Thanks for your time brother, it was nice discussion.
I have reread the thread now I got the whole idea why you close the workers and move them to another server, that is because of the software based load balancing algorithm you have on your side.
Another thing to ask is that, in the whole thread your focus was load balancing the servers based upon producers instead of consumers, while I use load balancing based upon consumers, can you share some thoughts on it why you prefer that?
It allows for me to increase broadcasting and/or viewer limits by adding more producer and/or consumer servers.
The benefits here mostly is that you can design optimal fanning systems this way; I can customize and define how producer servers get used for specific users/etc. So if I have a user that needs more piping I can detect this handle it few ways, remove other users on current producer server and move them to another server or find a new producer server first and switch to it and define its max user limit as 1 so we can pipe around 100+ times to many consumer servers.
This setup funnily enough makes you DDOS proof, if a server stops pinging it recycles itself and new servers become available. So if you got more servers than the attack can destroy things will restart gracefully.
Now to add to the funny, you can actually determine which user is DDOSing by watching which consumer servers you supply out to which rooms. If there’s a pattern the user will be seen on every consumer server before it goes offline. AKA don’t let them know but start toggling their account to low bitrate, make them think they won.

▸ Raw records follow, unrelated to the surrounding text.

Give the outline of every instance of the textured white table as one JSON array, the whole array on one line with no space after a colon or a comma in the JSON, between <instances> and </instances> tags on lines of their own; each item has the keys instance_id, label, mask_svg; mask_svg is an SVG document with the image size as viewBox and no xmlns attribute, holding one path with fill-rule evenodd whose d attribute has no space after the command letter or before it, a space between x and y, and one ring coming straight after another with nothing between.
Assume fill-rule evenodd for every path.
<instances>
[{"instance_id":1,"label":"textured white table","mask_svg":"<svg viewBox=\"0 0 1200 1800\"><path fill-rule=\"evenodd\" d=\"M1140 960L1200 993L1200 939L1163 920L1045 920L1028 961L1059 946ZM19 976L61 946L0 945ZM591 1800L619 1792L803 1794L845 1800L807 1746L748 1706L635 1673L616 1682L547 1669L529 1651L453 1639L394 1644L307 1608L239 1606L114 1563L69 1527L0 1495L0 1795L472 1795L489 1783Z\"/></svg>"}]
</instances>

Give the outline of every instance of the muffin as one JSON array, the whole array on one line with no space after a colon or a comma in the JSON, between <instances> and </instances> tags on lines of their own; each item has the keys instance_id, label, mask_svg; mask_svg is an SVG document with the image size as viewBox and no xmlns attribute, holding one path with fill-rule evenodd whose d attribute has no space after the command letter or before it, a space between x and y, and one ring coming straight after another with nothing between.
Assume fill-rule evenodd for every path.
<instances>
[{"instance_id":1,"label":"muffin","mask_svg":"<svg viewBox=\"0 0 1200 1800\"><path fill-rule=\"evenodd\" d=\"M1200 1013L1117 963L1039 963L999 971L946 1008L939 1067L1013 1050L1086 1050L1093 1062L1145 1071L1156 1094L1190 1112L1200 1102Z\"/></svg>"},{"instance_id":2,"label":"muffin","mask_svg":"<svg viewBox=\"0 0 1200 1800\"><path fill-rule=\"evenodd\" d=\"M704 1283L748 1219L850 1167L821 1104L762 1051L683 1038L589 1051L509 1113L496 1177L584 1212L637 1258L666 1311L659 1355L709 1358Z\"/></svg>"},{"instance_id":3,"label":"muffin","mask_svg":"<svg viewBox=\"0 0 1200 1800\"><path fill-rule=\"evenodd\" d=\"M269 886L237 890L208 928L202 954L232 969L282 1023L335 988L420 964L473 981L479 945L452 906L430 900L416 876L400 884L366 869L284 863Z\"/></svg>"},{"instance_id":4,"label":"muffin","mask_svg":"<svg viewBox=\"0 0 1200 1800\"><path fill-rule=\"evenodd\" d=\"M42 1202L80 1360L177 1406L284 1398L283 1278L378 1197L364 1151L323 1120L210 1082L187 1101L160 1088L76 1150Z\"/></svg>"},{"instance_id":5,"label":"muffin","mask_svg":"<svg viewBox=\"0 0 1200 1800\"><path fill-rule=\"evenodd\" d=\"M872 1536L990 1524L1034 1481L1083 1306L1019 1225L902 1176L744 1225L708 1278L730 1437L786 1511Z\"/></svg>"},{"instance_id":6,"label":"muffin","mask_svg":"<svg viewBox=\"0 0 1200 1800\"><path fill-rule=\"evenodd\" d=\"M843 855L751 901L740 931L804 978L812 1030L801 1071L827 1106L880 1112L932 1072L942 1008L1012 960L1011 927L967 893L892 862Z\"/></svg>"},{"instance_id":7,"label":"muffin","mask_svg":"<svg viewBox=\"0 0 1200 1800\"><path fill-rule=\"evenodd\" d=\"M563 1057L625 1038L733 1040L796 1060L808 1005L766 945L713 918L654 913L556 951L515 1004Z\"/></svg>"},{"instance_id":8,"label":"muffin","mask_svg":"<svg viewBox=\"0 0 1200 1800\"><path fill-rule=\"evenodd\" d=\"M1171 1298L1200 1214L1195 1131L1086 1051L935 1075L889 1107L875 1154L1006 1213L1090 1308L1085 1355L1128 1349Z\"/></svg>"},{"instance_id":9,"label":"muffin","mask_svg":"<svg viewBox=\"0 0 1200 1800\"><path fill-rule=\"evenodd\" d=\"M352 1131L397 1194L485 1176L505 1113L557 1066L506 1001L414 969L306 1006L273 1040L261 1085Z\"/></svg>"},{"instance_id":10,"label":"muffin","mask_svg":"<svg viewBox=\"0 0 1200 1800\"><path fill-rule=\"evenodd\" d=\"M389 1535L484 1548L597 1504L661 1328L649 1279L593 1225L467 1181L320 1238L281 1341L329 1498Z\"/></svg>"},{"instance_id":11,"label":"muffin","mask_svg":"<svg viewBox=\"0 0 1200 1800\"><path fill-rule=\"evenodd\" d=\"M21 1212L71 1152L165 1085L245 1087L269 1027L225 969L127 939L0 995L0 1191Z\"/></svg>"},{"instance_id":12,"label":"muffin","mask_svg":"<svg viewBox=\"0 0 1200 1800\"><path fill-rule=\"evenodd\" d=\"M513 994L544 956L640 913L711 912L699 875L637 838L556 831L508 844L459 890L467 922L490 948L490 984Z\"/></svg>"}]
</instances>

I load balance both actually, producer server is load balanced by total users broadcasting with assumed expectations on default balancing, as this process grows for a user it’s slightly modified by total users allowed to handle more consumer server pipes
The consumer server is balanced off a weight system, which is a bit more complex actually cause I cannot keep re-creating pipe transports for each viewer I must re-use existing pipes and so that kind of looks like:
Can’t detail much other than that’s when my weight factor goes up, if I have a total of 12 weight per consumer server and UsersAllowedPerWeight is 6; this means that for every 1st, 7th, 13th request and so on there will be a weight added and when we exceed all 12 weights assigned server is overloaded.
This is where you may want to run further workers as not everyone will utilize the idle space set aside for them. So you could have several rooms open and the weight factor is exceeded if a single viewer is in each room. But this ensures if more users pile in they have a server hot and ready at their service and CPU use is efficient there. More efficient when you can re-use pipes and minimize how many you use to get a job done.